The most straightforward way to accomplish this goal is to feed a low-starch concentrate ration, with 2 to 3 cups of corn oil added daily. Unfortunately, that’s not always as easy as it seems. Your horse may turn up his nose in disgust when offered this food selection, and you may find the greasy goo a frustrating challenge when it comes to feedroom maintenance. For a list of optional sources of fat to add to your horse’s diet, refer to the sidebar at left.
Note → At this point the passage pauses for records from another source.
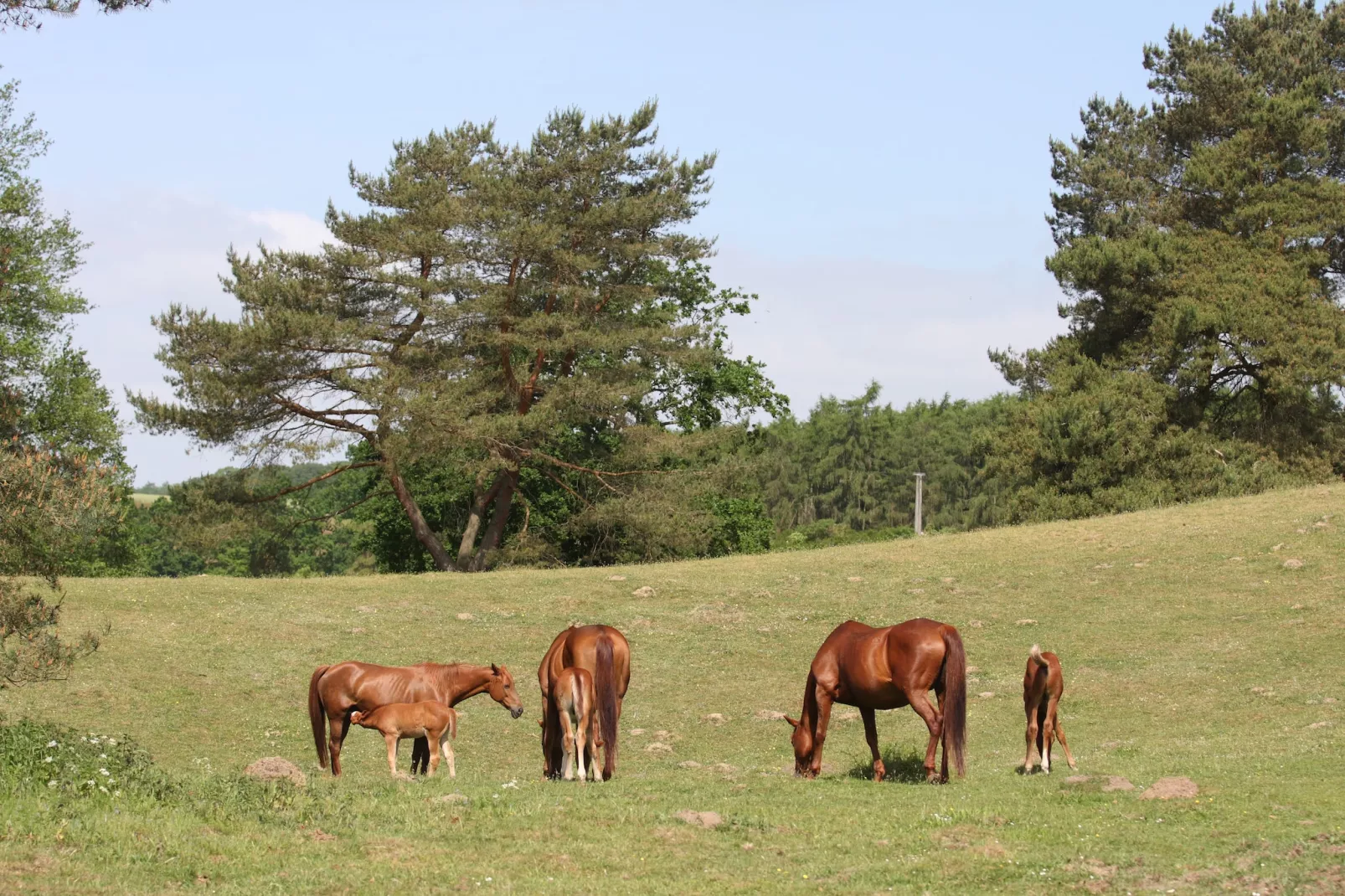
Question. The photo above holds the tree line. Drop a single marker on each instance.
(522, 355)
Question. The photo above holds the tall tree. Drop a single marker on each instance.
(50, 396)
(1201, 239)
(26, 13)
(492, 301)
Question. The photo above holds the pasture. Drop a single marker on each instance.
(1189, 646)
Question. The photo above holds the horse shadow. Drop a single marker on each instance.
(903, 765)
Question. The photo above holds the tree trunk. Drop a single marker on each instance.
(474, 521)
(424, 534)
(506, 483)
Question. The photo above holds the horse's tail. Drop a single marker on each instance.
(606, 687)
(317, 716)
(956, 698)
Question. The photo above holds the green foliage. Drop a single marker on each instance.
(495, 304)
(853, 463)
(1198, 242)
(62, 763)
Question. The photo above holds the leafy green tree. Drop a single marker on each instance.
(50, 396)
(497, 304)
(1201, 244)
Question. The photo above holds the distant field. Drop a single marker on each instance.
(1189, 649)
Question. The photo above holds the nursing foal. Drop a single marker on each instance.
(1041, 689)
(575, 704)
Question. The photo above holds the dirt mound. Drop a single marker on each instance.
(276, 769)
(1171, 789)
(701, 820)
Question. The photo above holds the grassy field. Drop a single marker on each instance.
(1191, 647)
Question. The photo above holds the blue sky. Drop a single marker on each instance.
(881, 179)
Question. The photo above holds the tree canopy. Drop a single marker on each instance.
(499, 307)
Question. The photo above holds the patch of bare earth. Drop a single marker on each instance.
(1171, 789)
(1099, 873)
(970, 840)
(699, 820)
(276, 769)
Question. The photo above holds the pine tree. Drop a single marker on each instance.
(494, 301)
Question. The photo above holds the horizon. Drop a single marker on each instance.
(181, 131)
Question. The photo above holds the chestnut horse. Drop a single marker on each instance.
(606, 654)
(884, 669)
(1043, 685)
(335, 692)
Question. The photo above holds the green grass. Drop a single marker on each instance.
(1189, 649)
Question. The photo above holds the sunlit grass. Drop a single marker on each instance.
(1188, 647)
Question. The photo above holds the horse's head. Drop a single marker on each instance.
(502, 690)
(801, 740)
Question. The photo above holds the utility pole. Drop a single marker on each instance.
(919, 503)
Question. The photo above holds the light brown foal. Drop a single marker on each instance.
(399, 721)
(573, 701)
(1041, 689)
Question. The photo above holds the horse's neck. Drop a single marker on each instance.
(461, 681)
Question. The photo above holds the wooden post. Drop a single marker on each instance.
(919, 503)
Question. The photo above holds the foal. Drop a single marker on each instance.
(426, 718)
(575, 703)
(1041, 689)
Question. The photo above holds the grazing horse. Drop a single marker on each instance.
(606, 654)
(399, 721)
(1041, 689)
(572, 700)
(884, 669)
(334, 692)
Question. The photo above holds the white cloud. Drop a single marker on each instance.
(829, 326)
(148, 252)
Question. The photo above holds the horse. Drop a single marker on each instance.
(884, 669)
(334, 692)
(1041, 689)
(606, 654)
(399, 721)
(573, 700)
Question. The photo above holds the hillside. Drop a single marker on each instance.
(1191, 647)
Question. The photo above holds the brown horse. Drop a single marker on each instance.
(335, 692)
(1043, 685)
(606, 654)
(884, 669)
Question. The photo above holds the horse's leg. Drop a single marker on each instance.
(1029, 735)
(934, 721)
(1048, 734)
(568, 744)
(870, 734)
(1060, 735)
(420, 755)
(338, 725)
(819, 734)
(446, 749)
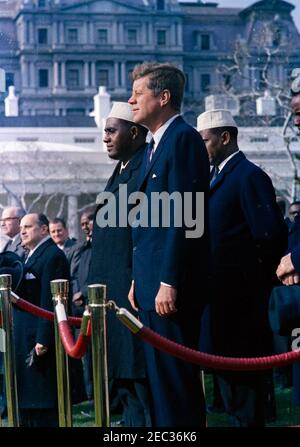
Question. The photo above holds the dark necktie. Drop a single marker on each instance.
(213, 174)
(150, 150)
(8, 245)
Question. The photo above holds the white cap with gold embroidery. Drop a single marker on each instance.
(122, 111)
(215, 118)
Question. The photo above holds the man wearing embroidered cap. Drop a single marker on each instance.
(248, 237)
(111, 262)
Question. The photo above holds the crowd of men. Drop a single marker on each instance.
(210, 291)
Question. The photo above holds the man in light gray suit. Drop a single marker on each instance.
(10, 227)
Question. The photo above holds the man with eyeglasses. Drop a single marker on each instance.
(10, 227)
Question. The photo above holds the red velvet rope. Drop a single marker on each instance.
(214, 361)
(75, 350)
(43, 313)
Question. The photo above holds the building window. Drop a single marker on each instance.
(84, 140)
(205, 42)
(205, 83)
(132, 36)
(9, 80)
(161, 37)
(43, 78)
(160, 5)
(42, 36)
(102, 36)
(102, 77)
(73, 78)
(72, 35)
(76, 112)
(202, 41)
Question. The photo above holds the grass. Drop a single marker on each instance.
(287, 414)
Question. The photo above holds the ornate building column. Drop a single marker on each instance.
(116, 70)
(55, 74)
(73, 220)
(123, 74)
(86, 75)
(24, 74)
(114, 33)
(63, 74)
(93, 74)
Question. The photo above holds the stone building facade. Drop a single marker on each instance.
(57, 52)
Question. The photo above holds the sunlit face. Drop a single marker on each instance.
(10, 224)
(86, 224)
(31, 232)
(58, 233)
(145, 106)
(214, 146)
(295, 104)
(118, 138)
(294, 210)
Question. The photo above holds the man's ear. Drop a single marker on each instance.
(134, 132)
(165, 97)
(226, 138)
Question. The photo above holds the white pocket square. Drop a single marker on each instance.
(29, 276)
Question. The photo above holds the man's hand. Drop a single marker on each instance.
(77, 299)
(285, 267)
(40, 349)
(291, 279)
(131, 297)
(165, 300)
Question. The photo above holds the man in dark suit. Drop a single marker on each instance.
(60, 234)
(248, 236)
(288, 270)
(10, 227)
(111, 264)
(37, 388)
(169, 263)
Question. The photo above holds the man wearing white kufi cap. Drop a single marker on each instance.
(111, 265)
(248, 237)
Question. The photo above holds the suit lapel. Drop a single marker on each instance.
(123, 178)
(227, 168)
(159, 149)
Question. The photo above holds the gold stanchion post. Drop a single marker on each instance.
(60, 293)
(97, 308)
(9, 351)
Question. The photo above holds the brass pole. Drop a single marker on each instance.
(9, 351)
(97, 308)
(60, 293)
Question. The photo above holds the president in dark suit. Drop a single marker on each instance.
(288, 270)
(170, 257)
(111, 264)
(248, 236)
(37, 388)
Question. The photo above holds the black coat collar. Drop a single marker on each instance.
(39, 252)
(227, 168)
(118, 178)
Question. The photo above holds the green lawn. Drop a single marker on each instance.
(287, 415)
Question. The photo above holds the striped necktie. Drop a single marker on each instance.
(213, 174)
(150, 150)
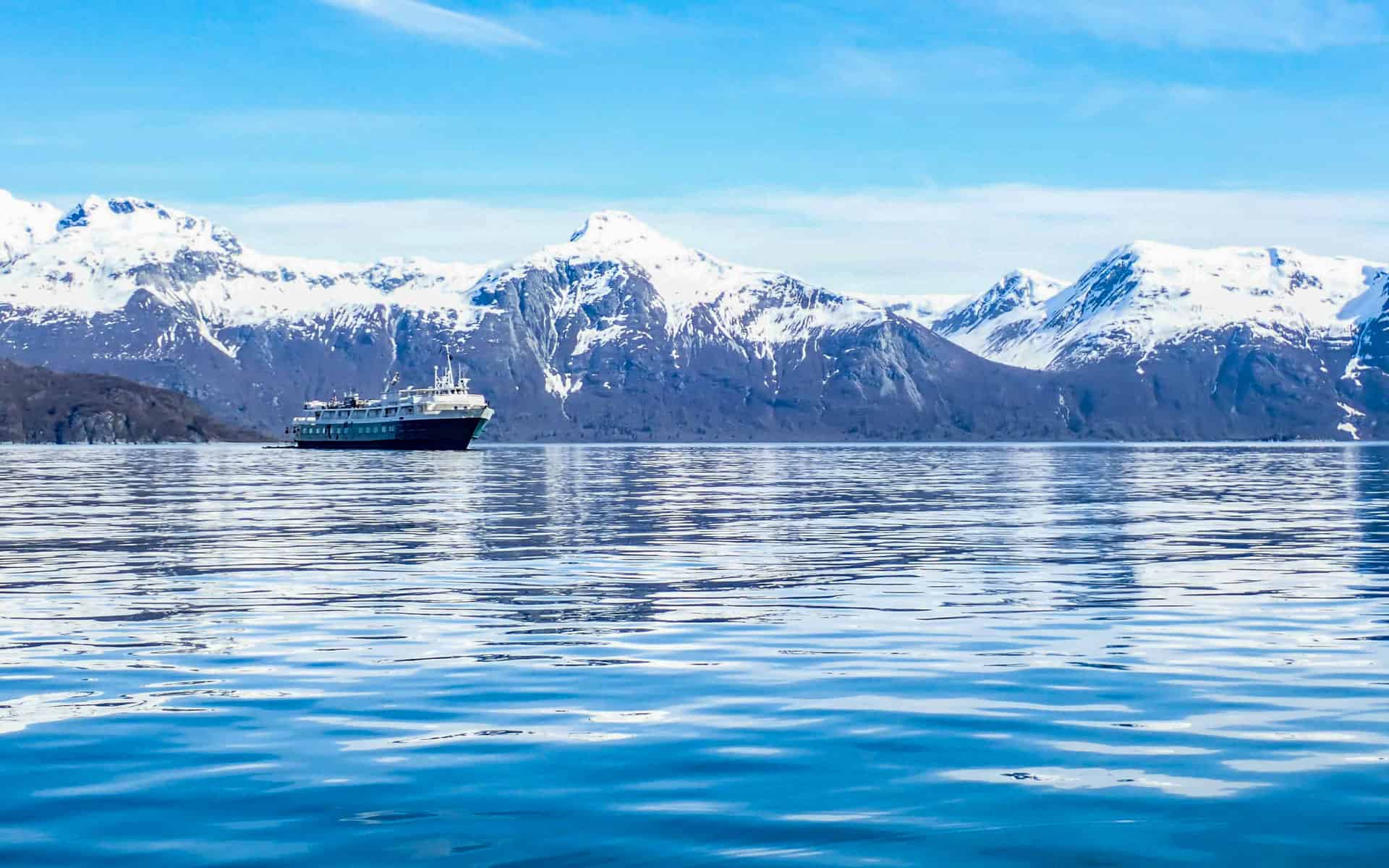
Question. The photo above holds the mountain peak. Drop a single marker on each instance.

Exercise: Exercise suppresses uptake of sugars and enhances sugar metabolism, which is beneficial for any horse that may tie up. As an added benefit, PSSM horses are able to use excess muscle glycogen as fuel—meaning increased exercise will result in decreased accumulation. In general, regular daily exercise without a day off is recommended for any horse diagnosed with a muscle disease. Full-time pasture turn out is also beneficial. At minimum, an affected horse’s stall should have an attached paddock that allows him to move freely throughout the day. Studies have shown that 50 percent of horses diagnosed with PSSM will improve with diet changes alone, while 90 percent show improvement with diet changes and exercise.

Supplements: Blood levels of selenium and vitamin E are also important in horses that tie up. Simple blood tests can be run to check for vitamin E and selenium levels, and both can be supplemented easily if levels are low. Because of the narrow toxicity range of selenium, levels should be rechecked following diet adjustments and reduced if needed. In some horses, selenium levels will increase following diet changes, even without additional supplementation.

Medications: Other than treatment necessary during an actual tie-up episode, there are no medications recommended for routine management of PSSM. However, if your horse fits in the RER category of muscle disease, there are several things that can be helpful. Fillies may improve when maintained on progesterone, and light sedation administered prior to an exercise session may reduce the chances for a tie-up episode. In addition, dantrolene, a medication that helps regulate calcium within the cells, can be administered prior to exercise to reduce the risk of a tie-up episode.